Many top retailers – think J Crew, Pottery Barn, IKEA and others – have not abandoned paper catalogs, but some retailers are missing out on the chance to create less resource-intensive and more interactive catalog-type experiences online. Nordstrom is not missing the digital boat. 

Nordstrom has taken what consumers love about paper catalogs – getting ideas of how to pair different products to put together an outfit or make a room look good – and added those elements to its product pages. Nordstrom.com shoppers who select “Outfits” or “Complete Looks” can get outfit ideas and then buy everything that is shown on the model very quickly and easily. 

Nordstrom presents the perfect example of creating content – essentially – based on what they already have. Additionally, these outfits/styling suggestions are ready-made social content - a great picture with a short caption like "Get the complete look at __" has all the makings of a quality social post, especially if it's targeted to a specific demographic that would be likely to want the look. 

Products and a Movie

Parents with young kids know the impact that a cartoon or movie can have on their wallets. For example, if a child is a fan of SpongeBob SquarePants, it’s likely they have the T-shirts, the bedding, the stuffed animals and everything else to show his or her loyalty to the animated character. Typically, the show or movie comes first and the vast product lines come second.
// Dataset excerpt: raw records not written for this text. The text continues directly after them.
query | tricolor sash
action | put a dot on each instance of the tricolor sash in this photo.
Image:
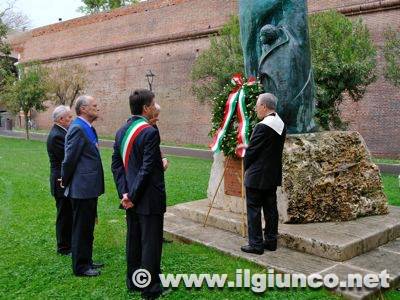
(129, 139)
(236, 103)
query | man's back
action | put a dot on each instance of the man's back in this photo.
(263, 160)
(55, 150)
(82, 170)
(143, 178)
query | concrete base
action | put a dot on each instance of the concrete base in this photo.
(179, 224)
(335, 241)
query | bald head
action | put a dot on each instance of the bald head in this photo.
(269, 100)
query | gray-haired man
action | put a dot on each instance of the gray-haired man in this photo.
(62, 118)
(82, 175)
(263, 174)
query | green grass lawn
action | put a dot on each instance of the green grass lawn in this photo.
(30, 268)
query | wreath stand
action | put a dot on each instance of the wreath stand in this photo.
(242, 196)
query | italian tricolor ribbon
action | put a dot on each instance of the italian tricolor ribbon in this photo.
(129, 139)
(236, 103)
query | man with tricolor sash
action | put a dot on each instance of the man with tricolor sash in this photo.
(139, 177)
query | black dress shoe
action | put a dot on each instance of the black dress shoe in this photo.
(97, 265)
(90, 273)
(64, 252)
(250, 249)
(270, 245)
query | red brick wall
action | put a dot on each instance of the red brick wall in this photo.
(156, 25)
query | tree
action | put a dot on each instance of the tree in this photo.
(6, 63)
(65, 82)
(95, 6)
(343, 56)
(27, 93)
(214, 67)
(344, 61)
(391, 51)
(12, 18)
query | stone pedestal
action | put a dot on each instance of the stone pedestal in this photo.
(327, 176)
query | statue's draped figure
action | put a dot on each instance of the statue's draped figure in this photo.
(276, 48)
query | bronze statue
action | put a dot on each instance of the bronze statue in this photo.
(276, 48)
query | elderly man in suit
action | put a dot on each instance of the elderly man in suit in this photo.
(263, 174)
(82, 175)
(139, 176)
(62, 118)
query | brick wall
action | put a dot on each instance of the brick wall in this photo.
(166, 36)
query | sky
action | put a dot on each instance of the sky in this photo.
(44, 12)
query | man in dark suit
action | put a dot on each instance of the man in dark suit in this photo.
(82, 175)
(139, 176)
(62, 118)
(263, 174)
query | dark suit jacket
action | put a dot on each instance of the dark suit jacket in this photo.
(144, 179)
(263, 159)
(82, 170)
(55, 150)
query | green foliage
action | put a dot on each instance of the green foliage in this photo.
(31, 269)
(344, 60)
(391, 51)
(27, 93)
(215, 66)
(343, 55)
(95, 6)
(6, 64)
(229, 142)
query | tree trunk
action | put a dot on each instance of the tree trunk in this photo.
(26, 125)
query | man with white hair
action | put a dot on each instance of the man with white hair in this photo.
(263, 174)
(82, 175)
(62, 118)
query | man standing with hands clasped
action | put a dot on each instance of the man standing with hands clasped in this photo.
(82, 175)
(263, 174)
(62, 118)
(139, 176)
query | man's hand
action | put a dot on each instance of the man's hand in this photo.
(126, 202)
(242, 146)
(60, 182)
(165, 163)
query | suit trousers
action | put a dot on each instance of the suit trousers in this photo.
(143, 249)
(63, 224)
(84, 217)
(256, 200)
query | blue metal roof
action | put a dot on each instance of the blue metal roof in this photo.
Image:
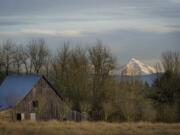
(15, 88)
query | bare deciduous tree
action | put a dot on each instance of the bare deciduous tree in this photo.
(8, 54)
(38, 52)
(102, 62)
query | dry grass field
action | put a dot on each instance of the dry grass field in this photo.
(87, 128)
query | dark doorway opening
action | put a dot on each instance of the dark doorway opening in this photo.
(18, 116)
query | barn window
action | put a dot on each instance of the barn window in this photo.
(35, 104)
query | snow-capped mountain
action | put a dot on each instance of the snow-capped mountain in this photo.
(136, 67)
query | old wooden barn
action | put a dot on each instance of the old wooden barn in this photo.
(32, 97)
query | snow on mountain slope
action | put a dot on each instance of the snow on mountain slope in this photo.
(136, 67)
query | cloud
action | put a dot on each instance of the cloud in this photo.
(66, 33)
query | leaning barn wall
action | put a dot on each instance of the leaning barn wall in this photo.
(42, 103)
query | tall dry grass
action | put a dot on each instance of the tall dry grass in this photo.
(87, 128)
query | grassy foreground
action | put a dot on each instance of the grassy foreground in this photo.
(87, 128)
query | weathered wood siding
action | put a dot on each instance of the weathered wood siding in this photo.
(50, 105)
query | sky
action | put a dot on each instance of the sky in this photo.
(140, 29)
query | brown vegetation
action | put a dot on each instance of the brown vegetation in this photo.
(87, 128)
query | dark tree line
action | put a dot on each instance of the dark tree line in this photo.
(83, 77)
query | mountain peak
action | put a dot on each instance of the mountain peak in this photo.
(136, 67)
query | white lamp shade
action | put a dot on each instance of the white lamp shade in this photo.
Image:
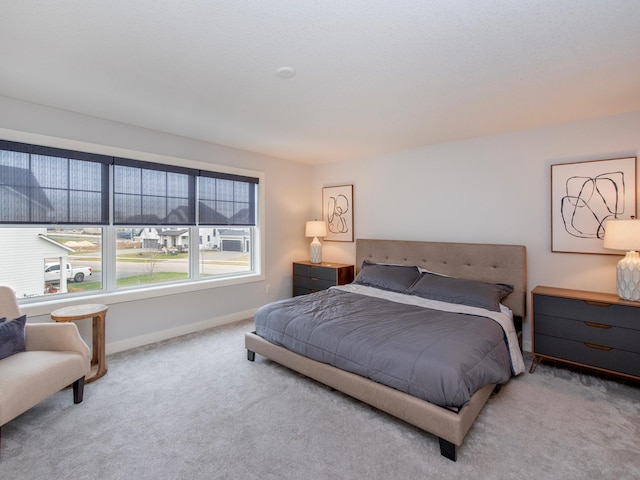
(625, 235)
(317, 228)
(622, 235)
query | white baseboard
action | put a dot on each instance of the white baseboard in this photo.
(129, 343)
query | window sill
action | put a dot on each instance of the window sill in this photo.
(45, 307)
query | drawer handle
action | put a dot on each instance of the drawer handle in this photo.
(597, 325)
(598, 347)
(597, 304)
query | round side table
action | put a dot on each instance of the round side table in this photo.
(99, 314)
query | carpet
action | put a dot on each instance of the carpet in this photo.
(194, 407)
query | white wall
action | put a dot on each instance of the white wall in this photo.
(489, 189)
(136, 322)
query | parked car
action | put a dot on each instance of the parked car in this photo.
(77, 274)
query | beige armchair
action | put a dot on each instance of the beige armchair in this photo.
(55, 357)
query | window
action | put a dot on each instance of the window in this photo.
(74, 222)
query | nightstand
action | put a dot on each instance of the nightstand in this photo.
(590, 329)
(311, 277)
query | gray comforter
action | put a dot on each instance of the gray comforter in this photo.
(439, 356)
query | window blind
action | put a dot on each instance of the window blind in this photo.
(226, 199)
(146, 193)
(46, 185)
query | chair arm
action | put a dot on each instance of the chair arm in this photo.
(55, 337)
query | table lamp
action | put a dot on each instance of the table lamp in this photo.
(315, 229)
(625, 235)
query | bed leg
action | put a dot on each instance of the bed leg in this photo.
(447, 449)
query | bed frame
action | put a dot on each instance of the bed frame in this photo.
(484, 262)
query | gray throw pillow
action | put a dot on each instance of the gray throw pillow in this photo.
(396, 278)
(12, 336)
(460, 291)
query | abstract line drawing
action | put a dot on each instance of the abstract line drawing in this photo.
(584, 196)
(591, 201)
(337, 207)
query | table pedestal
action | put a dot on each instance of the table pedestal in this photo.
(99, 314)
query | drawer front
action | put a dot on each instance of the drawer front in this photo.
(301, 291)
(588, 332)
(324, 273)
(613, 359)
(616, 315)
(312, 283)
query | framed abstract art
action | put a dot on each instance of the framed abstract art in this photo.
(584, 195)
(337, 211)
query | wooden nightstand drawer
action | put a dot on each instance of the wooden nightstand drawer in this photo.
(588, 310)
(312, 277)
(312, 283)
(589, 354)
(588, 332)
(312, 271)
(590, 329)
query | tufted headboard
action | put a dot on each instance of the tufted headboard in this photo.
(485, 262)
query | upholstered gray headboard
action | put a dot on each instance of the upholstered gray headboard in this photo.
(485, 262)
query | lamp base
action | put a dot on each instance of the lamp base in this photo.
(315, 251)
(628, 277)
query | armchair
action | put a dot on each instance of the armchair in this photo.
(54, 357)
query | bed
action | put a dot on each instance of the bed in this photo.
(484, 273)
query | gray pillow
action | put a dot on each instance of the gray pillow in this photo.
(396, 278)
(12, 336)
(460, 291)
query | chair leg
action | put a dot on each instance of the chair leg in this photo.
(78, 390)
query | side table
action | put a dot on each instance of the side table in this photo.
(99, 314)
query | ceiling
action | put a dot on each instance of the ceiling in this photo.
(371, 76)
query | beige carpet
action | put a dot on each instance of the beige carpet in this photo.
(195, 408)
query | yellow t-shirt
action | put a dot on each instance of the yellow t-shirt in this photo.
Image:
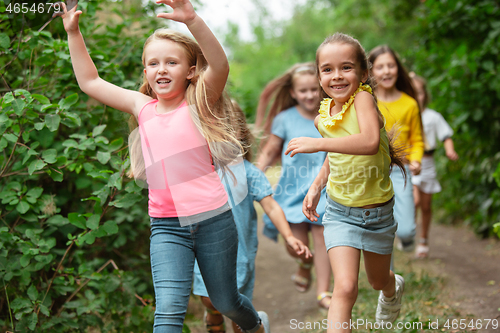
(355, 180)
(404, 114)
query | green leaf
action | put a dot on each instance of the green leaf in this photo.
(35, 166)
(77, 220)
(110, 227)
(44, 310)
(68, 101)
(20, 303)
(50, 156)
(39, 126)
(32, 293)
(57, 221)
(93, 222)
(127, 200)
(25, 260)
(35, 192)
(4, 41)
(52, 121)
(32, 321)
(115, 144)
(55, 174)
(18, 106)
(11, 137)
(42, 99)
(22, 207)
(98, 130)
(103, 157)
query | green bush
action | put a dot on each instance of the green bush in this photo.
(74, 233)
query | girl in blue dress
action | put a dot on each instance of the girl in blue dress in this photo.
(294, 98)
(251, 185)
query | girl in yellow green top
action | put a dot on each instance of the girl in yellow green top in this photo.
(360, 200)
(397, 102)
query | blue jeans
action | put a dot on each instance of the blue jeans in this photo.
(404, 206)
(214, 243)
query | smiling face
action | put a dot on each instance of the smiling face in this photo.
(339, 71)
(166, 68)
(385, 71)
(306, 91)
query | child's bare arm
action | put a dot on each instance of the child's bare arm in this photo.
(277, 216)
(270, 152)
(86, 73)
(450, 149)
(313, 195)
(218, 66)
(364, 143)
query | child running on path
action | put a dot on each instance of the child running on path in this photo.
(295, 101)
(190, 216)
(425, 184)
(251, 185)
(397, 102)
(359, 210)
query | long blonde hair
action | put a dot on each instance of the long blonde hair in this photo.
(278, 92)
(213, 118)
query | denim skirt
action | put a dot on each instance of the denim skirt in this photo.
(371, 230)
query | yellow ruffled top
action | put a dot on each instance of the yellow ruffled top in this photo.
(326, 104)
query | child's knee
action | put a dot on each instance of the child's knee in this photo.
(347, 291)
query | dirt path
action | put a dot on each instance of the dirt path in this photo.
(470, 267)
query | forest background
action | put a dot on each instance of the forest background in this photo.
(74, 232)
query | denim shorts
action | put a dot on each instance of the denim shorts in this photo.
(371, 230)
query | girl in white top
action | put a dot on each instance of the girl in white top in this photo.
(425, 184)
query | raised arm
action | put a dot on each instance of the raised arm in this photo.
(86, 73)
(218, 66)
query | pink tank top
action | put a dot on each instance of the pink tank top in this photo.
(181, 178)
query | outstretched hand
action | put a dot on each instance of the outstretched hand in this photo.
(183, 11)
(70, 17)
(302, 145)
(299, 247)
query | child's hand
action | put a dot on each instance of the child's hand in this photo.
(183, 11)
(415, 167)
(298, 246)
(70, 17)
(302, 145)
(310, 203)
LEGO is the most recent company to flip this idea – building a massive content marketing campaign around its products. For the global company, that content marketing came in the form of a blockbuster, full-length, self-titled movie (The LEGO Movie), which kept its products top of mind with children and adults, as well as introduced the products to a new generation of young builders.  

Of course, even the biggest brands in the world couldn’t pull off what LEGO has done, but the idea can be the same – how do companies keep their products top of mind with a targeted audience and introduce the products to new customers? Videos are a good place to start; and YouTube and Vine make videos incredibly easy to share. A well-known example is that of Geek Squad, which produces helpful videos of how to solve common tech problems. Even if a customer doesn’t need their services immediately, they’ll be top of mind when they do. 

The only question that remains is: What's your brand's story?